Ali penned an emotional piece in Bon Appetit last September revealing she had been diagnosed with terminal cancer and had just a year left to live. She had previously thought she had beaten the disease, but then doctors found new masses.
"I was looking forward to being 30, flirty, and thriving," she wrote, referencing the beloved mantra from "13 Going on 30." She detailed what she planned to do with her remaining time, writing, "Guess I have to step it up on the flirting. I have no time to lose."
She spoke candidly about her fear of dying and the importance of not wasting what time she has left.
"... Every day is an opportunity for me to experience something new," she wrote. "I used to dream of owning my own restaurant.
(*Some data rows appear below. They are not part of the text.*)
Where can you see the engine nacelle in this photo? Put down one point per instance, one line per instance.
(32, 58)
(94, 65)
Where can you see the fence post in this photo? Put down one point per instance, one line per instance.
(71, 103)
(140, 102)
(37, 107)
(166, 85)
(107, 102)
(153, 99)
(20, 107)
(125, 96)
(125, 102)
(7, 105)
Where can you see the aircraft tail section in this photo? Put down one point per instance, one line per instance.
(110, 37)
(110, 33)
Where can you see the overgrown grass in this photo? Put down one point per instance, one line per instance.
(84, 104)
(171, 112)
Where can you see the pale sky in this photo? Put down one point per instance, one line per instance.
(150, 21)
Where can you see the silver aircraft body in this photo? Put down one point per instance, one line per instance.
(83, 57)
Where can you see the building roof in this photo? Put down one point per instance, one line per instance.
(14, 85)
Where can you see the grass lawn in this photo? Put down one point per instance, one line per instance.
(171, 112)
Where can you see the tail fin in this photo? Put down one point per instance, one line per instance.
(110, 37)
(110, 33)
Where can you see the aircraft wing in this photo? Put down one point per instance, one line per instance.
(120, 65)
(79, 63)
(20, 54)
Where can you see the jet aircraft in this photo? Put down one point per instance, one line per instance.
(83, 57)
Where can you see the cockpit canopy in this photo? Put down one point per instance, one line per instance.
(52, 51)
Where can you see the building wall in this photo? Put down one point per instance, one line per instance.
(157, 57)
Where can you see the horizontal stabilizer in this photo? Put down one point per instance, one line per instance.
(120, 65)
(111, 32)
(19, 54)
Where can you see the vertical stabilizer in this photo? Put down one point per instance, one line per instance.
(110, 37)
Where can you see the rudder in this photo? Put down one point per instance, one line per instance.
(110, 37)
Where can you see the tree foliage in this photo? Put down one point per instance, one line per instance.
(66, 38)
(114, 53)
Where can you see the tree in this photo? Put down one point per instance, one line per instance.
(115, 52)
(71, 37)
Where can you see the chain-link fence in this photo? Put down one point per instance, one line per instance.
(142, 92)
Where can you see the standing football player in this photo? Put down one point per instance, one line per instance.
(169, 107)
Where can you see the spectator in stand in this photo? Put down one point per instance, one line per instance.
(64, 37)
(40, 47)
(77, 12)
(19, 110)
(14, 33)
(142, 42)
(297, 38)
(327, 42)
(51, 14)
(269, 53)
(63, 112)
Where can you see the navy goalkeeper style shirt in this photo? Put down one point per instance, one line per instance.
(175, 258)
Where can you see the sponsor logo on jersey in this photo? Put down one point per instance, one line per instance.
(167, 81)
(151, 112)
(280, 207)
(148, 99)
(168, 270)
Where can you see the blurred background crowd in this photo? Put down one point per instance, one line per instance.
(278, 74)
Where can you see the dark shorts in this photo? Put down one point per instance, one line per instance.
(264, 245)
Now I have an ever growing list of the ones I need to visit."
The first Pakistani woman to win "Chopped," Ali accomplished much in her short time and is remembered by her competitors as not just a rival but a friend.
“It’s with a heavy heart we say goodbye to Fatima Ali today, as she has lost her battle with cancer," wrote fellow "Top Chef" contestant Bruce Kalman on Instagram. "I will miss you Fati, and you will be in my heart forever."
Just last week, Kalman and other "Top Chef" alumni gathered in Los Angeles to offer comfort to Ali in what would be her final days.
“I wish (it were) under better circumstances that we were together but when one hurts we all hurt and we rally. @cheffati is loved beyond belief and we will be here for her and each other," contestant Claudette Wilkins captioned a pic of the reunion on Instagram.
"Thankful my kids got to meet them yesterday to see how funny and comfortable we are with each other."
Meanwhile, Bravo said in a statement that it was "deeply saddened" to learn of Ali's death.
"People not only fell in love with her cooking, but fell in love with her personality and heart," the statement read. "We hope that the beautiful memories shared with her will provide comfort to everyone who knew and loved her."